Maddi Runkles is a senior at The Heritage Academy in Hagerstown, Md.
With a 4.0 grade point average, athletics commitments and a leadership role in the school’s Key Club, she was all set to graduate this spring.
Then came her son, Grayson, who almost cost her all of it.
In January, she learned she was pregnant. The Heritage Academy, a conservative Christian school, considers pre-marital sex a violation of its code of conduct, as do many institutions with similar values.
Despite the fact that she attends a Christian school, she says she considered an abortion. (She’s not alone: a 2014 study found that nearly 60 percent of women who have abortions identify as Catholic or Protestant).
“I had worked so hard for [graduation], and I made one mistake, and all my hard work was being taken away from me,” she told WUSA-9.
WUSA-9 reports that she was first removed from her position on the student council and suspended for two days. She was also told that she’d be forced to finish the school year at home, by herself.
But that changed when a group of students and parents numbering about 25 petitioned the school to allow her to finish the year.
“I mean, all I did that was wrong was just have sex before marriage, which they don’t agree with,” says Runkles, who also calls pregnancy “the right decision.”
That’s not how her high school sees it.
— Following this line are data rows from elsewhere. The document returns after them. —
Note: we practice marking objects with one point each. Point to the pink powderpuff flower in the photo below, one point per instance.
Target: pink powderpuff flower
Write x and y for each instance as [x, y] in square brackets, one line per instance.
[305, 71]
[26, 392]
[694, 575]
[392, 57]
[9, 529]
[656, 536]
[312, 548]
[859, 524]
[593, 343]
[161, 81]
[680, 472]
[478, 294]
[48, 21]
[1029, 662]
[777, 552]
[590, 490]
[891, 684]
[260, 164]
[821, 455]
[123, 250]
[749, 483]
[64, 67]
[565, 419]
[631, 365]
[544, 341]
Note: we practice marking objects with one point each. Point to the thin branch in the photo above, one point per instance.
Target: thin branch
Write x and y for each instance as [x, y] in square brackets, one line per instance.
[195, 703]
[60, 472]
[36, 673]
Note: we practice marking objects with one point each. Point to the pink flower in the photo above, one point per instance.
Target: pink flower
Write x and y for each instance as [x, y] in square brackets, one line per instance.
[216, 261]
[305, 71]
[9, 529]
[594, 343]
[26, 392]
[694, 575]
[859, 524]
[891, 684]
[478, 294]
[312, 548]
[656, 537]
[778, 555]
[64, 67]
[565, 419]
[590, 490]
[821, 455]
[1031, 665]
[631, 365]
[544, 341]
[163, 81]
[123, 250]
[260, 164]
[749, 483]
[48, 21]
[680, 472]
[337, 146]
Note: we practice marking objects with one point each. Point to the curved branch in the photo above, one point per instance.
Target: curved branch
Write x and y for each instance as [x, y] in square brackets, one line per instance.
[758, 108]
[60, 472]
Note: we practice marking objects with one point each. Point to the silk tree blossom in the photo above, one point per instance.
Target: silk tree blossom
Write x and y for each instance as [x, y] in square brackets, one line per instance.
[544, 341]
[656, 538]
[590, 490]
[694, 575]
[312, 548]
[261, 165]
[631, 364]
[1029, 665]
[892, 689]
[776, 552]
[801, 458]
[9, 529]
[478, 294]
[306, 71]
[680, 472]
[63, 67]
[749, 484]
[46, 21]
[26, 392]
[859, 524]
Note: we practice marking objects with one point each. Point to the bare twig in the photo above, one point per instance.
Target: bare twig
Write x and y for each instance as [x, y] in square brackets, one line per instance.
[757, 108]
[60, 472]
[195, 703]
Principal Dave Hobbs planned to tell the entire school about her pregnancy and resulting suspension, according to Students for Life, an anti-abortion group that’s gotten involved on her behalf.
When interviewed, Hobbs said that the school’s code of conduct is applied on a case-by-case basis, but that the school has already been generous in allowing Runkles to finish her school year on the premises.
Her father, Scott Runkles, says he resigned from his position as a member of the school’s board because of how Maddi was treated.